L’archevêque de Paris propose à ses diocésains « quelques réflexions » publiées par l’hebdomadaire Paris Notre-Dame.* Nous ne saurions trop conseiller à tous nos lecteurs d’en prendre connaissance et d’y réfléchir longuement. En effet, le cardinal Lustiger s’interroge sur la prétendue « fin du christianisme en France » qu’une rumeur médiatique ne cesse d’annoncer, au nom d’une improbable sociologie religieuse. Ceux qui suivent attentivement la pensée du Cardinal savent que ce thème lui est familier depuis toujours et que rien de ce qui concerne le développement urbain et la pastorale qu’il requiert ne lui est étranger. Depuis les années soixante, il a observé la fin de la civilisation rurale, la constitution des mégalopoles, s’inspirant, par exemple, des travaux d’un Henri Lefebvre, l’un des philosophes contemporains qui a le mieux mis en évidence les conséquences de la révolution urbaine et de la modification de l’espace. Le pasteur méditait, à partir de là, sur les conséquences de la fin d’une chrétienté.

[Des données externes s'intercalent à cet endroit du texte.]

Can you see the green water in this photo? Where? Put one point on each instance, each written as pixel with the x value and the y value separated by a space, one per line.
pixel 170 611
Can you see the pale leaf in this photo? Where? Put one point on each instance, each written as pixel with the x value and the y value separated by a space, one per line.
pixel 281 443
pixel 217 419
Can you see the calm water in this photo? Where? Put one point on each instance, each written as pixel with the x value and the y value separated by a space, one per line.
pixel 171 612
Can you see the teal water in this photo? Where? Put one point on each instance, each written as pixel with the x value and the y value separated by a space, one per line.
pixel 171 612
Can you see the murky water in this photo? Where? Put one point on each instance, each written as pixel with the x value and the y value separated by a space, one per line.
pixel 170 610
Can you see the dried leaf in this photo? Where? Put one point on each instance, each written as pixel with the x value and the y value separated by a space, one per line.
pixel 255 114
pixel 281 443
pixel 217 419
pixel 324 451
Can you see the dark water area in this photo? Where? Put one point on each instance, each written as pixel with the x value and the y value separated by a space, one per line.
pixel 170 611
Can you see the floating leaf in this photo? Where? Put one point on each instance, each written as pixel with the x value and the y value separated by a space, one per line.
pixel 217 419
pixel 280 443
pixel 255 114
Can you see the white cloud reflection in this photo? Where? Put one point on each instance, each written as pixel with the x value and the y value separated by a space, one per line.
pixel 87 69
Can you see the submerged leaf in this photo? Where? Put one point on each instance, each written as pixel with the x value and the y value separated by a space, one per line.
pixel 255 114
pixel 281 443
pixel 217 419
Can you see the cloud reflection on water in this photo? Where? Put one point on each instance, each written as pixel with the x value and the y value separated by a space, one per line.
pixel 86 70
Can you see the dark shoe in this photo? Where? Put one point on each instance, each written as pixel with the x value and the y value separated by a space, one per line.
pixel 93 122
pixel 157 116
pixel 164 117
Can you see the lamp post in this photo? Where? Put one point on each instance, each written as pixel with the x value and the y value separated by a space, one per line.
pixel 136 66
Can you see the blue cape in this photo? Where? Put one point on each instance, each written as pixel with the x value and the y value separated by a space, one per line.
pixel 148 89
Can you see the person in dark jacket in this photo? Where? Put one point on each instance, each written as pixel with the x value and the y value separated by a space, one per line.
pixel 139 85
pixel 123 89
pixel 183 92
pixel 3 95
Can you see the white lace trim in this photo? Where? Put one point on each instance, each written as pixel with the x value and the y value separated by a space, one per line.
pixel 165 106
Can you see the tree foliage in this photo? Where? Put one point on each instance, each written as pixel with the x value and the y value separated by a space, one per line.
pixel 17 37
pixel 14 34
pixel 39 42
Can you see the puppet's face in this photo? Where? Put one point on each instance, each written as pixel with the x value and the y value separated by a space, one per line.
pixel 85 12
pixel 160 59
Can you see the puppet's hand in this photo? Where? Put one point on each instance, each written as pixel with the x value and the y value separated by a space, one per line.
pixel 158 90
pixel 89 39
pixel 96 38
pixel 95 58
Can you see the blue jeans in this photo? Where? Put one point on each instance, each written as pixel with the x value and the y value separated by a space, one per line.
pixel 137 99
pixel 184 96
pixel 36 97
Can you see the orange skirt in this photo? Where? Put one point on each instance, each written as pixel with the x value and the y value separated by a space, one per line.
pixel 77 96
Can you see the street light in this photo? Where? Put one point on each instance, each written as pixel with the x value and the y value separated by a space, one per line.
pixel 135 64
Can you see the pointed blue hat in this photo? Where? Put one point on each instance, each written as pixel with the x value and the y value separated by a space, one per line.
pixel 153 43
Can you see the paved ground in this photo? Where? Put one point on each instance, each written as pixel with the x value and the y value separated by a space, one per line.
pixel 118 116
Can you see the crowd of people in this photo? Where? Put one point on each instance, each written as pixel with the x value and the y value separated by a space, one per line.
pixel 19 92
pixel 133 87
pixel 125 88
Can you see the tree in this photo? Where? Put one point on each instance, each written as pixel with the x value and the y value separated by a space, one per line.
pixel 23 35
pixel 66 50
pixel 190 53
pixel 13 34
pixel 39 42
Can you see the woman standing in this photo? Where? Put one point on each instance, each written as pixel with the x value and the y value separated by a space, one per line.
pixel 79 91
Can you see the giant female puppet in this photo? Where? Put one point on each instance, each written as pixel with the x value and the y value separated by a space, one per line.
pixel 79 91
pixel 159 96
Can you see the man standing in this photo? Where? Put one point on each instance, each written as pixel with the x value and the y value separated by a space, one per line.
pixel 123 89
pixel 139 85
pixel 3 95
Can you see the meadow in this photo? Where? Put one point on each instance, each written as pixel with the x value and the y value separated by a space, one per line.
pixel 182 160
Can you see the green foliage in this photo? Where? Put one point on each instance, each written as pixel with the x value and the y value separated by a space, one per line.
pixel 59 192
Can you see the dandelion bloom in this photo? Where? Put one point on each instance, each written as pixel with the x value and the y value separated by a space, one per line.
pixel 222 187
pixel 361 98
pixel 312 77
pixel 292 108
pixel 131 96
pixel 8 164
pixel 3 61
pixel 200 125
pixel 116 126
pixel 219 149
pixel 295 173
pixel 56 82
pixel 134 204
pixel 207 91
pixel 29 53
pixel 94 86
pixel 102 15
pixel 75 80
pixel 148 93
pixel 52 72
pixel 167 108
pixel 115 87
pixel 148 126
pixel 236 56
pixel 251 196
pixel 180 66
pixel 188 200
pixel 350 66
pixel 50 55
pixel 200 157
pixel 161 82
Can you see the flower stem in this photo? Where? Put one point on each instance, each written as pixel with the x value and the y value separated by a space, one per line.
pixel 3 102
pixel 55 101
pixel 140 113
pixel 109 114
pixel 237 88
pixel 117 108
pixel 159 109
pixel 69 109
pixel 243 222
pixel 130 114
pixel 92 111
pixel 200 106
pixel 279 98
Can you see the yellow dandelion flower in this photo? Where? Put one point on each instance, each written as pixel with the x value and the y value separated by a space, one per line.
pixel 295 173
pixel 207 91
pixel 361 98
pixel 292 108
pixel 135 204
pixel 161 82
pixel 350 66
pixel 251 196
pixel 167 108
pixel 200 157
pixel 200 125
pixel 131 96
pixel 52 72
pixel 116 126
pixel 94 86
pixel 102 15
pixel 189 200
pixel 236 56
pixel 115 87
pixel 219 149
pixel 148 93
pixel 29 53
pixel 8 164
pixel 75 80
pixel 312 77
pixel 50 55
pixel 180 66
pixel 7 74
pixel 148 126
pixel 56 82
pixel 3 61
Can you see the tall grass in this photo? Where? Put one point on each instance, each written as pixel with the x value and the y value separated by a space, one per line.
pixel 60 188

Il est certain, en effet, que la France rurale de la première partie du XXe siècle avait été intimement façonnée par le christianisme. La disparition de cette ruralité majoritaire correspondait nécessairement à un éclatement de la sociabilité chrétienne. « La famille ne transmet plus la foi ni les mœurs comme elle le faisait naguère, les écoles catholiques n’ont plus le même statut, les prêtres d’origine urbaine sont dix fois moins nombreux que ceux formés jadis par les petits séminaires, la pratique dominicale qui n’est plus portée par la pression sociale devient minoritaire et mouvante, la culture chrétienne s’efface des mémoires. Nous en sommes aujourd’hui à la troisième génération d’après la rupture avec l’ancien monde chrétien. » Tous ces signes impressionnants de déchristianisation n’annoncent pas pour autant la fin du christianisme. Bien au contraire, la persistance d’un noyau de 5 à 10 % de pratique religieuse s’inscrit dans la continuité du noyau fervent d’autrefois. Mais ce noyau n’entraîne plus le même sillage qu’hier. Le Cardinal emploie une image forte pour illustrer le phénomène, celle d’une comète avec sa traînée. La « traînée » a disparu de l’espace, sans toutefois qu’on ne puisse repérer des éléments disposés à se raccrocher au noyau.
Car le cardinal Lustiger – que l’on pardonne cette expression incongrue – sait que la planète France n’est pas peuplée de Martiens. Les hommes et les femmes d’aujourd’hui ont, au cœur, les mêmes aspirations, ils sont marqués par les mêmes blessures. L’Evangile du Christ correspond, aujourd’hui comme hier, à leur plus profonde attente, c’est pourquoi l’évangélisation, loin d’être la tâche impossible que l’on nous prédit, est au contraire la plus urgente et la plus attendue. Le plus grand péril consisterait, en prenant prétexte de l’universel changement, à trahir le fond du message au nom d’une politique « d’adaptation à la demande ». Les chrétiens doivent se pénétrer du sentiment que moins que jamais il ne convient de construire leur maison sur le sable. A la foule affamée et assoiffée de nos villes, ce n’est pas l’illusion ou l’ersatz qu’il faut faire passer en contrebande. C’est le pain et le vin de la Parole et de la Vie qu’il faut offrir au nom de la sollicitude de Dieu.